Most of the times applying RST will sift your hour pillar by one hour if one uses the 24 1 hr timezones standard. But in the real world , timezones arent geographically the same in shape. Depending on the wideness of the timezone area this can vary as you can see on this attached timezone map, some timezones are huge, like for example china's timezone. Then as timezones arent uniform , the RST formula needs to take this into consideration? Or is there a database to know longitude of the center of each timezone not based on the homogenous 1hr per 15 deg convention.
I appraciate any help on this!
Hi ! : )
These are complex topics. I actually made facebook group with the idea we can go into more scientific/technical parts of the Five Arts, but not ready to open it up yet.
But will try to cover a little of what you ask about, going into all of it is too long for here, especially like this. So lets say we have Latitude and Longitude. As we have to start from something. Getting a place name and/or timezone name from Latitude and Longitude is called Geolocation.
Google and others provide Geolocation services. A site can send them latitude and longitude and they can send back place name. Its free. Problem with it, is that to use a shape of a country , cities and places it uses very large files. One can host that themselves, but there is burden on the server and most smaller sites(like ours) would avoid doing it.
Alternative solution can be to use country shape files. That is what we use. That are shapes that are trying to provide some reference of different timezones, but they aren't perfectly fitted around the borders of places.
The idea here is if someone clicks the map and sees where they clicked is not showing the timezone correctly, they just click a nearby big city and it should work right away.
There are multiple reasons we choose that.
1. People using the site aren't depended on outside service provider like Google, for that specific calculation.
2. Its really fast.
3. It doesn't seem to be a big problem, if people look at the map, it should be very clear if it counts the right place or not.
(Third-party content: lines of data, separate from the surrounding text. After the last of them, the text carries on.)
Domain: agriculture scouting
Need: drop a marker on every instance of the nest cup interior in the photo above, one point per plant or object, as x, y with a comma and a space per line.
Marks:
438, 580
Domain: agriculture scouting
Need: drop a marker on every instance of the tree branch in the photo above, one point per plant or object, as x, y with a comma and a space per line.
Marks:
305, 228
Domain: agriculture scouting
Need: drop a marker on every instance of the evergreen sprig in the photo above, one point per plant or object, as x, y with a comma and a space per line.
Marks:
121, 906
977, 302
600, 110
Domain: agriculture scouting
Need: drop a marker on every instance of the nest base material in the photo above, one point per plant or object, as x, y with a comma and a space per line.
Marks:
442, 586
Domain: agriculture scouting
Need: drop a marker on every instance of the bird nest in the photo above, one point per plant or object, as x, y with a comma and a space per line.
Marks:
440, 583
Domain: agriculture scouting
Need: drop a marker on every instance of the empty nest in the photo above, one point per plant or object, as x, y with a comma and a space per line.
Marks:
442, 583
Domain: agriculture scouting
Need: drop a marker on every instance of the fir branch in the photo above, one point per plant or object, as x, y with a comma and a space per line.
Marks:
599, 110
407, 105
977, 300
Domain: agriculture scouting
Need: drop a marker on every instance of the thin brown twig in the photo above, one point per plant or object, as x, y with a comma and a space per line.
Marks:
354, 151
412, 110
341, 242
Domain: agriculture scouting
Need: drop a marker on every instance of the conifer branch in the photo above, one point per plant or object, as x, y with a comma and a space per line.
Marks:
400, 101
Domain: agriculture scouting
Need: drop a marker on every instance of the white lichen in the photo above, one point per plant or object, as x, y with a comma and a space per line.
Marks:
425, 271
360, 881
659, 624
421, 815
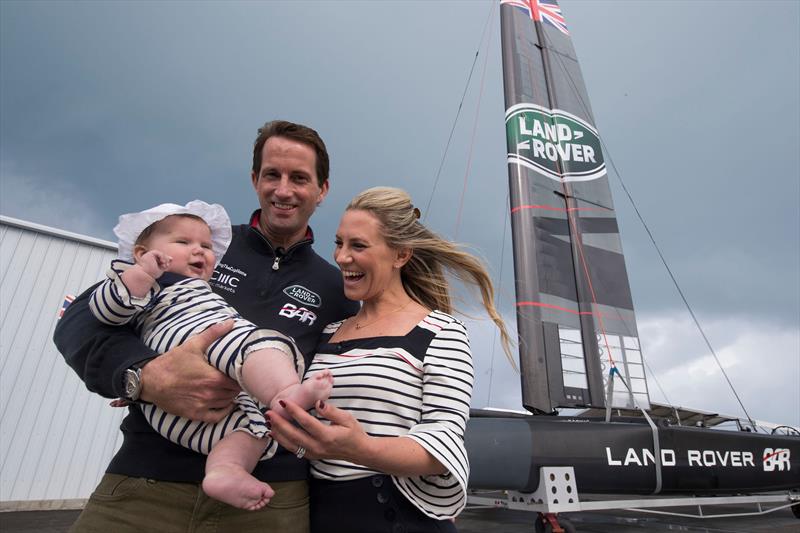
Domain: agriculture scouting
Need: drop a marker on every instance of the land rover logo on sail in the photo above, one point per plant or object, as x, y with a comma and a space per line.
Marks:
554, 143
303, 295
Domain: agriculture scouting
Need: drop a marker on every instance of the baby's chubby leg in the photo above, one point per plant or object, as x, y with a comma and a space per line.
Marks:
269, 375
305, 394
228, 472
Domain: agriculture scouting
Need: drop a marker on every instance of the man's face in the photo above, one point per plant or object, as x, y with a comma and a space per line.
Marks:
287, 190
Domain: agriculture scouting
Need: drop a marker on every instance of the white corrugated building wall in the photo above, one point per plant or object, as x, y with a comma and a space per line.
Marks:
56, 438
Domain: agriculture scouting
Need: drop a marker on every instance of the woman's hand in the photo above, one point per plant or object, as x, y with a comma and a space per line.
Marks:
343, 438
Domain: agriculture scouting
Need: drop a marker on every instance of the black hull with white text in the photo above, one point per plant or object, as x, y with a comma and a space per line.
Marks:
507, 451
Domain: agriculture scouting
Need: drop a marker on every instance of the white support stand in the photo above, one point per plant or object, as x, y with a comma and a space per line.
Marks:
558, 493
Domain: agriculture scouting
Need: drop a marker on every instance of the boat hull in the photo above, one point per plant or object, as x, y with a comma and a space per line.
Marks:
619, 458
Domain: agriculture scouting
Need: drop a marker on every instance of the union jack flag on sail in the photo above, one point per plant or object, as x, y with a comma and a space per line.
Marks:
542, 11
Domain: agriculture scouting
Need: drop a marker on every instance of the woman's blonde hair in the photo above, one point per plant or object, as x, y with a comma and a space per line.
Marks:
423, 275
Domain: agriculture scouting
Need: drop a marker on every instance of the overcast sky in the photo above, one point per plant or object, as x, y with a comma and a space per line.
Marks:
112, 107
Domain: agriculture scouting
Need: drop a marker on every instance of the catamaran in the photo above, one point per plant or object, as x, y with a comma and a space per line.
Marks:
578, 340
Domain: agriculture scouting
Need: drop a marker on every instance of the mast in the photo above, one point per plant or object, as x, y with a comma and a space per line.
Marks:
574, 309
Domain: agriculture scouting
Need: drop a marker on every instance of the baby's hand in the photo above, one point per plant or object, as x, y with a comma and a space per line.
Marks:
155, 263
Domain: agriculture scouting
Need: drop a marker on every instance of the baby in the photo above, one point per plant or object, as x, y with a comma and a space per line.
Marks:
162, 288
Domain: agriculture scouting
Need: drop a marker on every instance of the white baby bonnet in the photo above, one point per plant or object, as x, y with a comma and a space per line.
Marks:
131, 225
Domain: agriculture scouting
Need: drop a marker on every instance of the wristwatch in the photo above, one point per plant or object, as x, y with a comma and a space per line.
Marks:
132, 379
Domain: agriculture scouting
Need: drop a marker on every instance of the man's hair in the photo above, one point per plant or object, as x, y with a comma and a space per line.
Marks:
297, 133
153, 228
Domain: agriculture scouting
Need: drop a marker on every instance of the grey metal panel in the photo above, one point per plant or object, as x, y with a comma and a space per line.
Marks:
57, 437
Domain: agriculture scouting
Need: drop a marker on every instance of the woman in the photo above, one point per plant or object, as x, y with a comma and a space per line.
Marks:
387, 448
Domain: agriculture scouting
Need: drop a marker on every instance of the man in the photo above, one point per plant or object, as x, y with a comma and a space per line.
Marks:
273, 277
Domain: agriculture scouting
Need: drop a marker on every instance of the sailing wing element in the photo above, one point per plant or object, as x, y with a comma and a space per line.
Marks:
574, 309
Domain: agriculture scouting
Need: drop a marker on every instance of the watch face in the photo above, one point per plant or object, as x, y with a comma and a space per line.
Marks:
132, 384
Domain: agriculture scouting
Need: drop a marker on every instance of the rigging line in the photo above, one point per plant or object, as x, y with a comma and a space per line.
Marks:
458, 113
658, 383
499, 296
658, 250
474, 130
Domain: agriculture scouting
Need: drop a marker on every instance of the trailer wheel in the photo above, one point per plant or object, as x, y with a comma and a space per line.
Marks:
543, 526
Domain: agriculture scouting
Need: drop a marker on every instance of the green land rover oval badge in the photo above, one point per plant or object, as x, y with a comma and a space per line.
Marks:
554, 143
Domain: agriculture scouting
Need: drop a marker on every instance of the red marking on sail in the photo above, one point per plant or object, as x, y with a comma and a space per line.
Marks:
551, 306
565, 309
554, 208
541, 11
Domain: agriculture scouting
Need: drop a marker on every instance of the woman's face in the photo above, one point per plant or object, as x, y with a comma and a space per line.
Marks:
369, 265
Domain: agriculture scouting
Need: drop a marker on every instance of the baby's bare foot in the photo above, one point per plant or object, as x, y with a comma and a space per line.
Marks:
234, 486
4. Its very ready to be used offline if needed.
Our alternatives, at that point was, use Geolocation service provider, host our own geolocation databases or like you said use simplified calculations.
First 2 would make it more accurate/aligned. Third will make it more inaccurate, depending on the calculations. Currently, for our scope we ended up with shape files. That seems the best compromise providing full accuracy, if one looks where they click and what timezones show.
How is Daylight Savings calculated after that... Well, DTS is in every browser, so that is easy part, we just check if there was DTS at the time and date they inputed and if there was we subtract it all from the browser itself.
Anyway, on the big question is "Solar Time" more accurate.
In my humble view, in general yes, but its not that simple.
If we live on the poles for example, we have 6 months of daylight(so day becomes a very "big" event). That may not be very accurate to be used. Using "Noon" as Wu Horse hour, suggests Wu horse hour there may take months to end. Something very far from what is calculated in other places.
At the same time if one lives on Diomede Islands, using timezones they may have 21 hour differences with some of the other islands just few miles apart.
Overall - all is not that simple. There are details and tricks and turn arounds... Should we just not worry about time... I think that can backfire at times. While I'm big fan of the idea to not control the process too much, the base can't be too inaccurate to use that consistently, in my humble view.
We have uploaded free scripts to calculate Solar Time using Country Shape Files. That seems to be the best choice, in my view, if one wants Solar Time and doesn't want to use APIs. Code can be modified to use Google Api when it should be close to perfect for most of the Earth. But have to deal with the Poles then.
I will stop here. Its just too long topics to go into, as Geolocation (or simplified calculations) is just a small steps and the whole process involves other steps as well.
What is more accurate - again, not that simple. Its much more complex and I'm not sure there is one solution that will fit all. In my experience, Solar Time is preferable if we want to be sure the chart we read is closer to how it should be and the person wasn't in too unusual place(like the poles).
Yet if people are happy with clocktime I can understand that as well. At the end we all use whatever we find working for us. This isn't something to compete about, as this are very, very complex topics and calculations we are involved into, each with its own problems. We use what we think is best.